Je nach gewünschtem Effekt bieten sich dafür ganz unterschiedliche Arten von Ölen und Duftrichtungen an. Kokosöl zum Beispiel hilft dabei, der Haut Feuchtigkeit zu spenden und es zieht schnell in die Haut ein. Jojobaöl* eignet sich nicht nur für trockene, sondern auch für fettige Haut, es zieht ebenfalls schnell ein und verleiht trockener Haut Elastizität.

Mandelöl soll beruhigende Eigenschaften haben, wohingegen Öle aus Zitrusfrüchten als konzentrationssteigernd gelten, genauso wie auch Eukalyptus, Geranie und Litsea. Weitere hilfreiche Tipps und Möglichkeiten um die Konzentration zu steigern findest Du unter https://uptimizing.me/konzentrationssteigerung/

Als aphrodisierende Öle gelten Mimose, Patschuli und Rose; den Schlaf fordern Öle aus Hopfen, Johanniskraut und Melisse.

Wer unter Verdauungsstörungen leidet, kann es einmal mit einem Massageöl aus Fenchel, Oregano, Dill oder Eisenkraut probieren.

Teebaumöl, Wacholder, Rosmarin, Oregano und Grapefruit hingegen sollen sich entgiftend auf den Körper auswirken.

Wichtig ist aber nicht nur die Komposition des Massageöls, sondern auch die Qualität der einzelnen Komponenten.
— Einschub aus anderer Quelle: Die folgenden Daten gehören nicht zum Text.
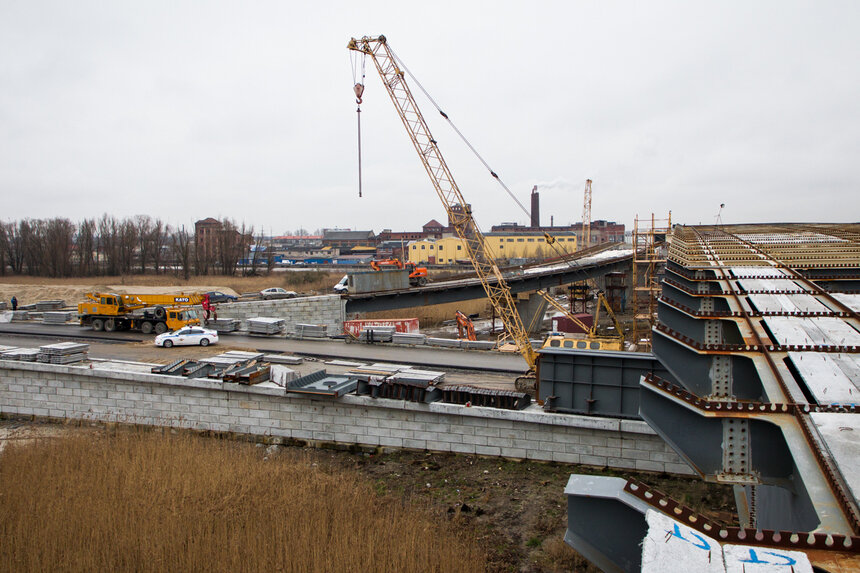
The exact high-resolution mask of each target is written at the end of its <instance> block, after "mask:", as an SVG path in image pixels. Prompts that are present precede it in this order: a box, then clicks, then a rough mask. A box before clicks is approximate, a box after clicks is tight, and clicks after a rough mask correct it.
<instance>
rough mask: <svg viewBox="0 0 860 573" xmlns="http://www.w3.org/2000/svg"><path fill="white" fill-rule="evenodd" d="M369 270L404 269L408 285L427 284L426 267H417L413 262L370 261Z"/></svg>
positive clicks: (395, 260) (401, 261)
mask: <svg viewBox="0 0 860 573" xmlns="http://www.w3.org/2000/svg"><path fill="white" fill-rule="evenodd" d="M370 268H372V269H373V270H375V271H382V270H385V269H392V268H394V269H406V270H407V271H409V284H410V285H412V286H424V285H426V284H427V267H419V266H418V265H416V264H415V263H413V262H408V263H404V262H403V261H401V260H400V259H383V260H380V261H370Z"/></svg>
Wer sichergehen will, greift am besten auf hochwertige Öle in Bioqualität zurück.

Es ist also tatsächlich nicht schwierig, aus verschiedenen Basis- und Duftölen ein wirksames Massageöl selber herzustellen. Zu beachten ist dabei aber immer, dass ätherische Öle aufgrund ihrer hohen Konzentration auch allergische Reaktionen hervorrufen können. Schwangere und Stillende sollten ätherische Öle mit Vorsicht genießen und vorher den Arzt oder die Hebamme befragen.